Perhaps the most notable aspect is the drastic growth rate in these assets over the past year. The assumed reasons are increased yield on money market funds, paltry yields on bank saving and checking accounts, and uncertain sentiment regarding stocks and other markets after a disastrous year in 2022.
The only other time in 40 years when money market assets grew by more than a third was February 1990, also when the country was dealing with a banking crisis and a near-doubling of interest rates in the years prior.

Whatever the reasons, the implications are that the money, or at least some of it, eventually tends to find its way into the stock market.
When cash levels rise quickly
Avoiding the circular argument about "cash on the sidelines," whenever there has been a rush of cash into money market funds, the medium-term performance of the S&P 500 has been quite good. The biggest caveat is 2008, which was decidedly not.
Assets were growing by more than 20% year-over-year by January of this year, so the table below looks at longer-term returns. Outside of 2008, returns were positive, with particularly outsized gains over the next two years.

Other markets didn't respond nearly as favorably. Over the next nine months, Treasury note prices, gold, and commodities generally showed consistent losses, typically in concert with a rising dollar.

Technology and Health Care tended to show some of the strongest returns among sectors and factors. Thanks in part to 2008, the Defensive sector held up the best, as did Large-Cap stocks. Also, thanks to solid returns outside of 2008, Growth stocks sported the best returns one and two years later.

Looking at the consistency of returns, the biggest standout is the difference between Small-Cap and Large-Cap stocks.

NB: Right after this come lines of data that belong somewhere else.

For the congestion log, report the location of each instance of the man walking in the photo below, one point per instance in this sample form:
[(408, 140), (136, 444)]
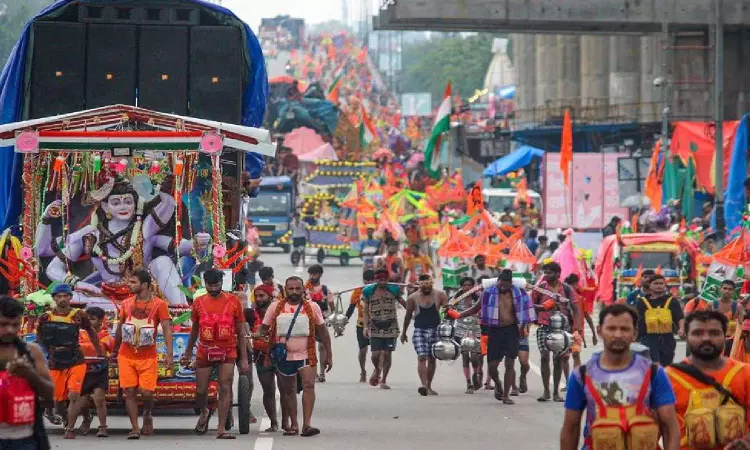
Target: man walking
[(295, 322), (381, 324), (135, 349), (425, 306), (617, 369), (218, 320), (505, 312)]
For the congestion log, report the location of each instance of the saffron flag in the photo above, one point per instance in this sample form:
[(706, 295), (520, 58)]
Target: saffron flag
[(442, 125), (566, 148)]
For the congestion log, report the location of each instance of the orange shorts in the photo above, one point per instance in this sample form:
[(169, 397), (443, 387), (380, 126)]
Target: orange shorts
[(67, 381), (138, 373)]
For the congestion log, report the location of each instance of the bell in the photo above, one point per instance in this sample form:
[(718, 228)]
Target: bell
[(446, 330), (445, 350), (470, 345), (558, 341)]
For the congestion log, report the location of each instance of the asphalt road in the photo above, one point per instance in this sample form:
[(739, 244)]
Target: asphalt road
[(353, 415)]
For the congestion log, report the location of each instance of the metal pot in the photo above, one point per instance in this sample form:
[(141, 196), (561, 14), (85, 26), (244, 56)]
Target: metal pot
[(446, 330), (470, 345), (558, 341), (445, 350)]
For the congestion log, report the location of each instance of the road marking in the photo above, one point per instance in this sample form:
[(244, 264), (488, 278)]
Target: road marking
[(263, 443)]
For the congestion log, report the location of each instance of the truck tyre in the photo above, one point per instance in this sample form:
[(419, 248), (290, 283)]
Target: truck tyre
[(243, 403)]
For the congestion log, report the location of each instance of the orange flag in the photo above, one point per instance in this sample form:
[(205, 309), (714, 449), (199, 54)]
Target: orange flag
[(475, 202), (566, 148), (652, 187)]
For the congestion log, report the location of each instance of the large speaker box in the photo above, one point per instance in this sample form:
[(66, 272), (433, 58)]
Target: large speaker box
[(216, 73), (59, 61), (163, 69), (111, 65)]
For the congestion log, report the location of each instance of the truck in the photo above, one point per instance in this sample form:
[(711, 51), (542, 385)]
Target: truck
[(287, 28), (271, 211)]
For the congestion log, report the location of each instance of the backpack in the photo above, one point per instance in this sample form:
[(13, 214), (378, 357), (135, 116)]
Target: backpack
[(714, 417), (622, 427)]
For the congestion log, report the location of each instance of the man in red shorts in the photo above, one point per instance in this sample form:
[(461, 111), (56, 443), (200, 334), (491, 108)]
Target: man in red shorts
[(218, 321)]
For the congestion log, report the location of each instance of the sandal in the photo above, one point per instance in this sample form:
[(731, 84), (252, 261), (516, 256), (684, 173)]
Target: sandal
[(310, 431), (202, 426)]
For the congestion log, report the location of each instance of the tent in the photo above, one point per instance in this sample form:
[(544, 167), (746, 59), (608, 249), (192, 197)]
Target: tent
[(513, 161)]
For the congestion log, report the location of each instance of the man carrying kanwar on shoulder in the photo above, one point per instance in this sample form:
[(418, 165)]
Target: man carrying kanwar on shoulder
[(26, 383), (638, 393), (218, 325), (58, 332), (712, 391), (292, 324), (135, 349), (505, 310)]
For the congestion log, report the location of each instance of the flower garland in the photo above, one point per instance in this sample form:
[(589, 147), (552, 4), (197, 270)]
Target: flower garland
[(312, 355), (135, 238)]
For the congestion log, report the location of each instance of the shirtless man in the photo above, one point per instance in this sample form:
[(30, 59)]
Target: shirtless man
[(505, 311)]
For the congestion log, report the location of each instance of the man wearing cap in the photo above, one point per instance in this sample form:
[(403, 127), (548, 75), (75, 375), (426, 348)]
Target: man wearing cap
[(381, 324), (505, 310), (218, 320), (58, 332)]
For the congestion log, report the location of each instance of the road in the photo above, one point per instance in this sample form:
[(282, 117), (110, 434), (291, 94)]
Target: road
[(353, 415)]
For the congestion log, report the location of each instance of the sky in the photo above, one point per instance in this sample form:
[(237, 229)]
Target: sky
[(313, 11)]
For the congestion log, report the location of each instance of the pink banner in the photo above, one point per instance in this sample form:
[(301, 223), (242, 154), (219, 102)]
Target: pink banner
[(592, 197)]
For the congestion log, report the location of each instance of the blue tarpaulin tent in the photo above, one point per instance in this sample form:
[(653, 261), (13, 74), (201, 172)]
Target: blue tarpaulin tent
[(12, 100), (513, 161)]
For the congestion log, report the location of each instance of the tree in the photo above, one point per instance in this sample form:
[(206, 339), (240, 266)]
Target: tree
[(429, 66), (14, 14)]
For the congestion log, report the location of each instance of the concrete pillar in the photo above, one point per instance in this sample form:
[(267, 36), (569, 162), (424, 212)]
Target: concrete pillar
[(624, 76), (652, 55), (524, 53), (546, 70), (594, 76), (569, 70)]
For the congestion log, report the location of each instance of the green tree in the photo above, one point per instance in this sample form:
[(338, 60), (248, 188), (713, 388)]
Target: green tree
[(429, 66), (13, 16)]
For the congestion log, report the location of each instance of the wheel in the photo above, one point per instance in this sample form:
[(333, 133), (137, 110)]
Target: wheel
[(344, 259), (295, 257), (243, 403)]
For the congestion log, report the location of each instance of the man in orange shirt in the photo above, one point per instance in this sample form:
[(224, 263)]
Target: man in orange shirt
[(218, 320), (707, 373), (96, 382), (135, 349)]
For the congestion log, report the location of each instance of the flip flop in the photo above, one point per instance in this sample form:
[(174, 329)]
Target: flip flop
[(310, 431)]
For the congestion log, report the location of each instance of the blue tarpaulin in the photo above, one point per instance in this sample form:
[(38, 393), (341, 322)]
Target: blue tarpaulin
[(513, 161), (12, 103)]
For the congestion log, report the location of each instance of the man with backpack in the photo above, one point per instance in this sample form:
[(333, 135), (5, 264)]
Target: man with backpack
[(617, 385), (712, 392), (659, 316)]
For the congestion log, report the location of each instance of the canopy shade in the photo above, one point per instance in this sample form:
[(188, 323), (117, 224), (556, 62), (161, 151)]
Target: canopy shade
[(513, 161)]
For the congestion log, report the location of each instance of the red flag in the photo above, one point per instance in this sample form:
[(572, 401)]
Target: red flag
[(566, 148)]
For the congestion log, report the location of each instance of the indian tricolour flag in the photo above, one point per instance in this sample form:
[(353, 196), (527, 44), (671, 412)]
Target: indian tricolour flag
[(442, 125), (367, 130)]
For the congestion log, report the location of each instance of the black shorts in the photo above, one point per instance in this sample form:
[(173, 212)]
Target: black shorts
[(362, 341), (502, 342), (98, 379)]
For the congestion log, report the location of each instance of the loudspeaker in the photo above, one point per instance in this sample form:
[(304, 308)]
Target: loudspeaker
[(111, 65), (163, 69), (216, 73), (59, 62)]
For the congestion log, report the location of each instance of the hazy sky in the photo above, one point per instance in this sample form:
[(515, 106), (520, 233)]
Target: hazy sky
[(313, 11)]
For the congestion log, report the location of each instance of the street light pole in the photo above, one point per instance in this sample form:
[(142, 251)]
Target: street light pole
[(719, 118)]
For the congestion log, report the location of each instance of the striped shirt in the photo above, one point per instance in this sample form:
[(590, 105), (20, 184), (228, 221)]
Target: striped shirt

What the research tells us...
The rapid surge in assets held at money market funds cannot fully be explained by investors' fears about the stock market. Maybe not even mostly explained by it. Unlike some past episodes, the surge in those assets over the past six months hasn't gone hand-in-hand with a market decline. It seems clear that much, even most, of the rise is due to investors chasing yields on some of the safest instruments available.
But that, in itself, tells us something about sentiment. While a sudden and drastic rise in these liquid investments proved to be a horribly false buy signal in 2008, other instances proved to be good times for investors to move opposite the crowd and put their money into other assets like stocks.